Referring to Professor Huxley’s anniversary address to the Geological Society in 1870, where he shows that almost all the higher forms of life must have existed during the Palæozoic period, Mr. Wallace says: “Thus, from the fact that almost the whole of the Tertiary period has been required to convert the ancestral Orohippus into the true horse, he, Professor Huxley, believes that, in order to have time for the much greater change of the ancestral ungulata into the two great odd-toed and even-toed divisions (of which change there is no trace even among the earliest Eocene mammals), we should require a large portion, if not the whole, of the Mesozoic or Secondary period. Another case is furnished by the bats and whales, both of which strange modifications of the mammalian type occur perfectly developed in the Eocene formation. What countless ages back must we, then, go for the origin of these groups, the whales from some ancestral carnivorous animal, and the bats from the insectivora! And even then we have to seek for the common origin of carnivora, insectivora, ungulata, and marsupials at a far earlier period; so that, on the lowest estimate, we must place the origin of the mammalia very far back in Palæozoic times.”[[56]]

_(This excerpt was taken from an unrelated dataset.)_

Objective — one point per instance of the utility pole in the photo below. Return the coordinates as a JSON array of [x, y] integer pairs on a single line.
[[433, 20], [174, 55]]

“If the very small differences,” says Professor Huxley,[[57]] “which are observable between the Crocodilia of the older Mesozoic formations and those of the present day furnish any sort of approximation towards an estimate of the average rate of change among the Sauropsida, it is almost appalling to reflect how far back in Palæozoic times we must go before we can hope to arrive at that common stock from which the Crocodilia, Lacertilia, Ornithoscelida, and Plesiosauria, which had attained so great a development in the Triassic epoch, must have been derived.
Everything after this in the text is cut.